Suzana Gonçalves como diretora geral das bibliotecas
Poucos conhecem o legado deixado pela diretora-geral das bibliotecas da PUC-Rio Suzana Gonçalves, mas muitos sentiram e vão continuar sentindo por muito tempo os resultados do grande trabalho realizado por ela ao longo dos 95 anos em que esteve entre nós.

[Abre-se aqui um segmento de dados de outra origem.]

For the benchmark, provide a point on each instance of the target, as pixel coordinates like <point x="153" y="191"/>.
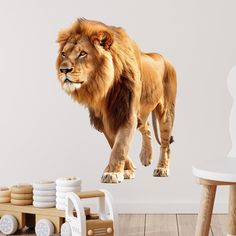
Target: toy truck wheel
<point x="8" y="224"/>
<point x="44" y="227"/>
<point x="66" y="229"/>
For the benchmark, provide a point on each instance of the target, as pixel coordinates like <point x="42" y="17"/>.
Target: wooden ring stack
<point x="5" y="195"/>
<point x="21" y="194"/>
<point x="44" y="194"/>
<point x="63" y="186"/>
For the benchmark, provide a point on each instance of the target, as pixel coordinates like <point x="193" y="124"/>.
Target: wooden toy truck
<point x="74" y="221"/>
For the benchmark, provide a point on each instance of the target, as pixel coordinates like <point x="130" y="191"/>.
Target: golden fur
<point x="102" y="68"/>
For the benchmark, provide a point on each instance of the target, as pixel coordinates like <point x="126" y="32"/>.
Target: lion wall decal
<point x="102" y="68"/>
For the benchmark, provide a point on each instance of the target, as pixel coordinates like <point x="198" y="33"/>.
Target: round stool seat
<point x="223" y="170"/>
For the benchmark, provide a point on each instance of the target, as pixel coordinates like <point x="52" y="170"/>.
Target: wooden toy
<point x="5" y="195"/>
<point x="105" y="224"/>
<point x="78" y="222"/>
<point x="21" y="195"/>
<point x="41" y="197"/>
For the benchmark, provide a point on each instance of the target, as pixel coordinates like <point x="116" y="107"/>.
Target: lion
<point x="102" y="68"/>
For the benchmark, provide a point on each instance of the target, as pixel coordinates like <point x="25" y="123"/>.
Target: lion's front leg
<point x="120" y="166"/>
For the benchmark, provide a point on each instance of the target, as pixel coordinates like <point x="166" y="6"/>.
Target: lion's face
<point x="77" y="62"/>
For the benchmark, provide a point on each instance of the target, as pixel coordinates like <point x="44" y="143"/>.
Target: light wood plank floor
<point x="165" y="225"/>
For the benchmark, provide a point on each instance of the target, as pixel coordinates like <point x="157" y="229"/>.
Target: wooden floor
<point x="165" y="225"/>
<point x="168" y="225"/>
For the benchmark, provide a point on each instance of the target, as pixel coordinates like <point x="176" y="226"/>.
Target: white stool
<point x="219" y="172"/>
<point x="210" y="176"/>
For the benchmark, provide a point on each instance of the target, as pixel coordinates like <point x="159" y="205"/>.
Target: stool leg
<point x="232" y="211"/>
<point x="205" y="213"/>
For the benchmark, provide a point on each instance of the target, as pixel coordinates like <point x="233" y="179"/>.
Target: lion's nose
<point x="65" y="70"/>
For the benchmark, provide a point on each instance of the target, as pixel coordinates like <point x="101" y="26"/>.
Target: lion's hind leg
<point x="129" y="170"/>
<point x="146" y="151"/>
<point x="166" y="118"/>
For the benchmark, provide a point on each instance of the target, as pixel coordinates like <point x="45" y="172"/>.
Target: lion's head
<point x="84" y="64"/>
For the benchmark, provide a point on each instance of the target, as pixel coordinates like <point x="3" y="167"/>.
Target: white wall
<point x="43" y="134"/>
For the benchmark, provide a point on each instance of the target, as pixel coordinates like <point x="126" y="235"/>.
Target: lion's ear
<point x="102" y="38"/>
<point x="62" y="36"/>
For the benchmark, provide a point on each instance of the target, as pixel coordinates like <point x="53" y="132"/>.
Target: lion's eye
<point x="63" y="54"/>
<point x="82" y="54"/>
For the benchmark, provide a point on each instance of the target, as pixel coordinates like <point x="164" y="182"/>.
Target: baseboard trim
<point x="166" y="208"/>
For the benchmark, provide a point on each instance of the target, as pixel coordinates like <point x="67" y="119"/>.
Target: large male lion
<point x="102" y="68"/>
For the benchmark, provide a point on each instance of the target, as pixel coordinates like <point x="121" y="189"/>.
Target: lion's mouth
<point x="67" y="80"/>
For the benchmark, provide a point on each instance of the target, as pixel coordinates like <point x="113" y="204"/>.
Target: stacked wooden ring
<point x="44" y="194"/>
<point x="65" y="185"/>
<point x="21" y="195"/>
<point x="5" y="195"/>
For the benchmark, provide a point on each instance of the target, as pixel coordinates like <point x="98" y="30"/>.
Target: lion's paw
<point x="161" y="172"/>
<point x="112" y="177"/>
<point x="146" y="156"/>
<point x="129" y="174"/>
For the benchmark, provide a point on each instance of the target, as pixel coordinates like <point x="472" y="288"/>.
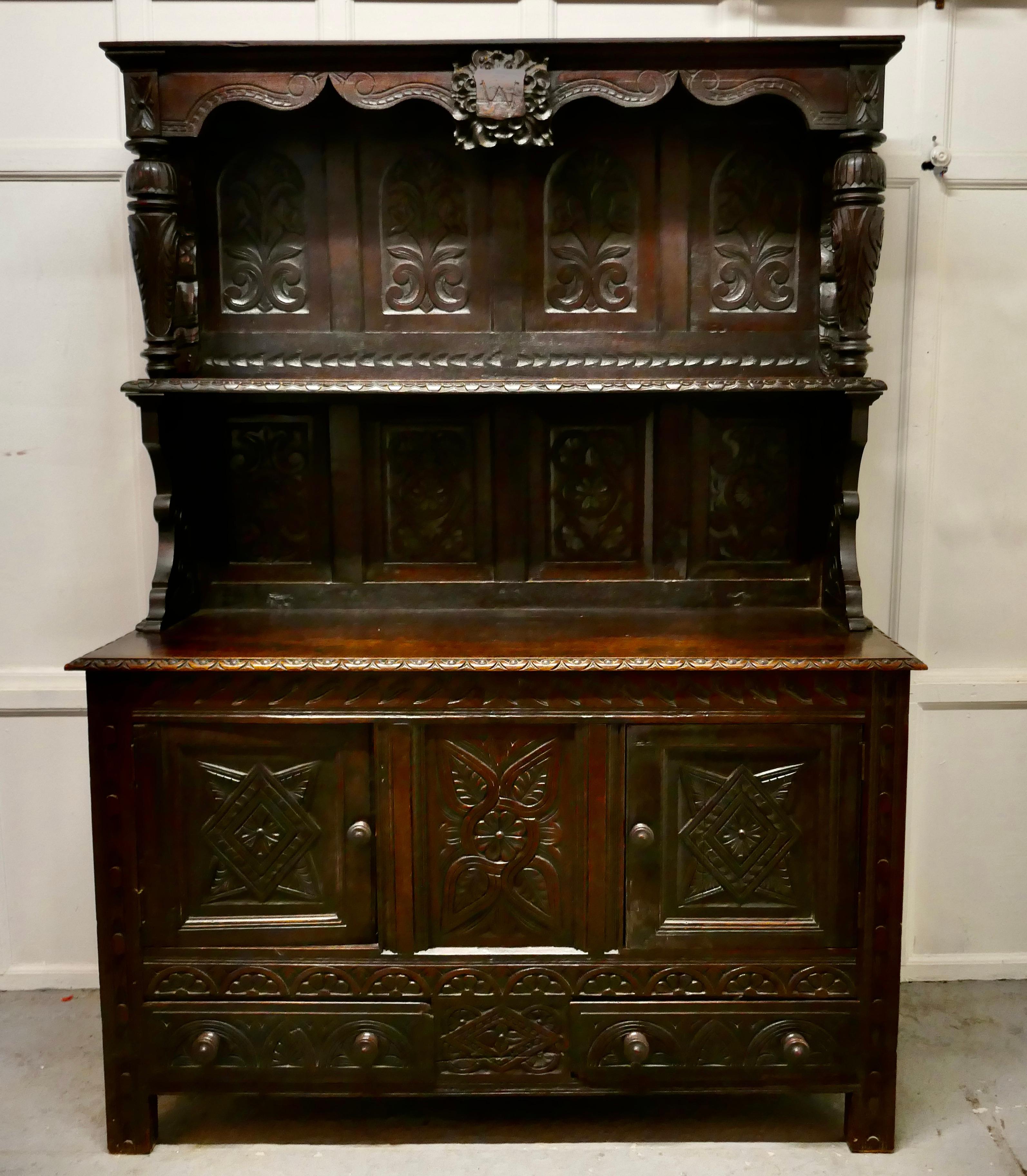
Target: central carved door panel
<point x="500" y="813"/>
<point x="740" y="834"/>
<point x="256" y="835"/>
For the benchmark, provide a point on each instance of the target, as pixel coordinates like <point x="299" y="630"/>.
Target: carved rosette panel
<point x="737" y="834"/>
<point x="429" y="478"/>
<point x="591" y="234"/>
<point x="425" y="237"/>
<point x="502" y="97"/>
<point x="260" y="835"/>
<point x="501" y="869"/>
<point x="755" y="234"/>
<point x="262" y="225"/>
<point x="750" y="500"/>
<point x="271" y="479"/>
<point x="857" y="231"/>
<point x="594" y="484"/>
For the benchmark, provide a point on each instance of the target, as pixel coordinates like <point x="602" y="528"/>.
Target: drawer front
<point x="256" y="834"/>
<point x="743" y="835"/>
<point x="674" y="1045"/>
<point x="362" y="1045"/>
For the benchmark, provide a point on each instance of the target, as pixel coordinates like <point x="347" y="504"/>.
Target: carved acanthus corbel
<point x="857" y="229"/>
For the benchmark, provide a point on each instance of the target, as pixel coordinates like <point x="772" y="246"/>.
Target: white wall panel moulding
<point x="24" y="976"/>
<point x="42" y="692"/>
<point x="59" y="159"/>
<point x="957" y="688"/>
<point x="966" y="966"/>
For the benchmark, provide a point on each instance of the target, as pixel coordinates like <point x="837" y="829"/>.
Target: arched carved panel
<point x="755" y="205"/>
<point x="591" y="234"/>
<point x="425" y="239"/>
<point x="262" y="227"/>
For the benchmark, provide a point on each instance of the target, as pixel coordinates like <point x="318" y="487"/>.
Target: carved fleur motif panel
<point x="425" y="240"/>
<point x="261" y="833"/>
<point x="502" y="840"/>
<point x="750" y="493"/>
<point x="755" y="203"/>
<point x="594" y="486"/>
<point x="262" y="226"/>
<point x="591" y="234"/>
<point x="737" y="834"/>
<point x="429" y="485"/>
<point x="272" y="491"/>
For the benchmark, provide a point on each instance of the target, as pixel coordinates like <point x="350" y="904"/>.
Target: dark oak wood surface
<point x="645" y="639"/>
<point x="506" y="718"/>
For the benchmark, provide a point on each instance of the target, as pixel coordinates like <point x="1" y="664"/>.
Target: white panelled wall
<point x="943" y="538"/>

Conhecida por alunos e professores como uma pessoa sempre receptiva, consciente da situação da universidade e, sobretudo, preocupada com a inclusão social, Suzana Gonçalves, já no início dos anos 60, vislumbrava precocemente programas de inclusão para alunos carentes nas universidades, fato que somente se tornou realidade muitos anos depois.

 

O professor José Carmelo, do Departamento de Educação, que conviveu diretamente com Suzana, em meados dos anos 60, lembra com carinho uma frase que ela disse quando ele ainda era aluno: “você não devia pagar para estudar, você devia receber para estudar”. A Educação sempre foi a tônica de sua vida.  Ela acreditava que a Educação é a força motriz para que um país alcance o desenvolvimento.

 

Em 1964, começou a carreira como administradora na PUC ao assumir a presidência da Coordenação de Aperfeiçoamento de Pessoal de Nível Superior (Capes), indicada pelo então presidente Castelo Branco, num ambiente marcado por tensão e insegurança. Mas com habilidade e competência, Suzana continuou o brilhante trabalho realizado por Anísio Teixeira ­­– seu antecessor ­­– garantindo a manutenção e consolidação da política de pós-graduação.

 

A PUC-Rio foi pioneira na reforma estrutural e institucional que foi imposta pelo governo militar em 1968 a todas as universidades. Em 1967, Suzana foi nomeada assessora da Reitoria no Primeiro Plano Diretor e teve atuação marcante como uma das idealizadoras e principais responsáveis pelo sucesso do projeto. Á época, a universidade começou a dar efetivos incentivos financeiros à pós-graduação, mestrado e doutorado e promoveu a ampliação e aprofundamento da pesquisa nas áreas científicas. Para isso foi necessária uma profunda reestruturação do sistema de ensino da universidade.  A PUC deixou de ser um conjunto de faculdades fragmentadas e se tornou aos poucos a universidade que se conhece nos dias de hoje. O departamento se tornou unidade central e houve a divisão dos quatro decanatos. Sob o olhar atento de Suzana, a PUC-Rio foi a primeira universidade brasileira a adotar o modelo flexível de créditos e a substituir professores horistas por professores integrais que pudessem se dedicar a pesquisa e assim promover avanços no ensino acadêmico.

 

Com o endurecimento do regime militar, a PUC sentiu os efeitos da nova ordem política e se tornou um grande espaço de contestação, “naquela época a universidade se tornou um caldeirão”, afirmou Carmelo. Estudantes viram a liberdade de pensamento e de expressão cerceada e cobraram do corpo docente uma postura firme ante a repressão e os abusos cometidos pelos militares. Suzana Gonçalves, mesmo sendo uma senhora, não se omitiu e participou ao lado de alunos e outros professores da famosa Marcha dos Cem Mil, em 1968, ato que Carmelo descreveu como “uma atitude extremamente corajosa”.

 

Por fim, assumiu em 1975, a direção geral das bibliotecas onde desempenhou importante trabalho permanecendo no cargo até 1994. No comando da DBD Suzana redefiniu a estrutura e funcionamento da Divisão e criou novas seções que continuam a existir até hoje.  Na gestão de Suzana foi implantada também uma nova estrutura organizacional e novos serviços que dinamizaram o cotidiano de funcionários e frequentadores das bibliotecas. Salvo algumas alterações realizadas com os anos, o Organograma da DBD e sua estrutura mantém ainda características do projeto original de Suzana.

 

Sua conduta ética e moral e a visão apurada na administração conferiram, a cada cargo ocupado, credibilidade à PUC. Por ser uma pessoa apaixonada pela educação, Suzana deu contribuições especiais para a Educação Acadêmica e dedicou-se integralmente à PUC até a aposentadoria, em 1994.

 

Suzana faleceu no dia 9 de fevereiro deste ano, no Hospital Samaritano, Rio de Janeiro ­– poucos dias antes de completar 96 anos ­­­–­ de falência múltipla de órgãos causada pela idade avançada.